Global stocks and government bond prices turned lower on Thursday, following a broad rally in the previous session after the Bank of England intervened to support the gilts market.
A FTSE index of worldwide shares slipped 0.2 per cent, after gaining 1 per cent on Wednesday. Europe’s regional Stoxx 600 fell 1.4 per cent in morning dealings, while the FTSE 100 lost 1.2 per cent. Futures contracts tracking Wall Street’s S&P 500 slid 1.1 per cent, after the index closed up 2 per cent to snap a six-day losing streak.
The moves came after the BoE on Wednesday unveiled a new bond-buying programme, saying it would purchase long-dated gilts in light of the recent “significant repricing” of UK government debt and warning of a “material risk to UK financial stability” were “dysfunction” in the market to persist.

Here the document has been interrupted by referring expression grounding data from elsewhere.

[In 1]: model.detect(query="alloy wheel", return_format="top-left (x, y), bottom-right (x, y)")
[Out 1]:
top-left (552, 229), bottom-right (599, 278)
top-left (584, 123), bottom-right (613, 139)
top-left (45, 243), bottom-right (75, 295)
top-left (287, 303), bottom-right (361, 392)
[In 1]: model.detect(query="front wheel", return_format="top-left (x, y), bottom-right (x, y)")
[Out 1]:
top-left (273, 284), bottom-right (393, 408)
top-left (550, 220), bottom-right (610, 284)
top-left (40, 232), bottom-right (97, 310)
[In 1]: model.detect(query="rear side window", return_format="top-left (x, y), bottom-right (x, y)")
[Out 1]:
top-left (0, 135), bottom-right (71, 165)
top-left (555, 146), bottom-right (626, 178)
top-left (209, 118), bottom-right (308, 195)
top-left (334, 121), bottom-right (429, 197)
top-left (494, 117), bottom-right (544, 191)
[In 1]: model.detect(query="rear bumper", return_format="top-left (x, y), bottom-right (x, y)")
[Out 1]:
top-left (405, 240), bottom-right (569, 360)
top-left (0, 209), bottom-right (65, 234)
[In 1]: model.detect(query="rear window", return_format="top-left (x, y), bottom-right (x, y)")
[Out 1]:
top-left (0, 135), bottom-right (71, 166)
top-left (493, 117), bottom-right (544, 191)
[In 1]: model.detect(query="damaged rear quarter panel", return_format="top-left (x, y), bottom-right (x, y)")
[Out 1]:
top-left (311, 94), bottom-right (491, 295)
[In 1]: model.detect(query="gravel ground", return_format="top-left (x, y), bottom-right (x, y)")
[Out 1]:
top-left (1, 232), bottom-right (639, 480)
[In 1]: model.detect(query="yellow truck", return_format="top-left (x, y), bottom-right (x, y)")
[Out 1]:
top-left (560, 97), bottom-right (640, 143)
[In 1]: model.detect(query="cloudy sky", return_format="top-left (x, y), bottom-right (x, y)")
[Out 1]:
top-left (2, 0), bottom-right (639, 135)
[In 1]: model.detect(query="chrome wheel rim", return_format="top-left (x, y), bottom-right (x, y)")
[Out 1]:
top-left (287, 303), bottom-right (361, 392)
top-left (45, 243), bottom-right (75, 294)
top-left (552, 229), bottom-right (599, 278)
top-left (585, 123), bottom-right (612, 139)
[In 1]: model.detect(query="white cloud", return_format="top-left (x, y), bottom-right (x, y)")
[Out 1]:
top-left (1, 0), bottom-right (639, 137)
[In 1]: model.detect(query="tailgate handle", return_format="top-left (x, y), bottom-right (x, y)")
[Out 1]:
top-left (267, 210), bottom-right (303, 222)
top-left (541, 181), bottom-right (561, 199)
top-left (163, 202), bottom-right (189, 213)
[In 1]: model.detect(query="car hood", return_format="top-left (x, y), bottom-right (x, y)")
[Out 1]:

The action taken by the central bank initially triggered a sharp rally in UK assets, which rippled into other global markets. The 30-year gilt yield posted its steepest daily drop on record, as the price of the debt instrument surged. Earlier in the session, the yield had touched a 20-year high of more than 5 per cent as concerns intensified about the new UK government’s proposed tax cuts and borrowing plan.
That steep rise in bond prices partially unwound on Thursday, with the 10-year gilt yield rising 0.16 percentage points to 4.17 per cent and the 30-year yield rising 0.08 percentage points to 4.01 per cent as their prices fell.
Similarly, the yield on the 10-year US Treasury note — seen as a benchmark for borrowing costs around the world — rose 0.14 percentage points to 3.84 per cent, after falling sharply on Wednesday on a broad wave of positive investor sentiment.
In currencies, the pound lost 0.7 per cent against the dollar to trade just below $1.08 on Thursday, after gaining in the wake of the BoE’s intervention. An index measuring the dollar against six peers rose 0.4 per cent.
The dollar has hit a series of fresh 20-year highs in recent months, buoyed by the relative weakness of other currencies, aggressive monetary policy tightening by the US Federal Reserve and the greenback’s traditional status as a haven in times of economic and market stress.
“Yesterday . . . saw the Bank of England’s Financial Policy Committee take the decision to break the ‘doom loop’ at the long end of the UK gilt market as margin calls on pension funds and the need to raise cash risked a downward spiral for long-dated gilts,” said analysts at ING. “In effect, this is the first big intervention from a G10 central bank in this cycle to avert a financial crisis. It may not be the last.”
“It serves as a reminder to policymakers around the world that any perceptions by the market of a policy mis-step will be heavily punished,” they added, “and with the Fed to keep hiking into a slowdown . . . these conditions may well be with us for the next six to nine months.”
The strong gains on Wall Street on Wednesday helped some Asian stock markets to push higher on Thursday with Japan’s Topix rising 0.7 per cent. Hong Kong’s Hang Seng surrendered early gains to move 0.5 per cent lower, while China’s CSI 300 was broadly flat.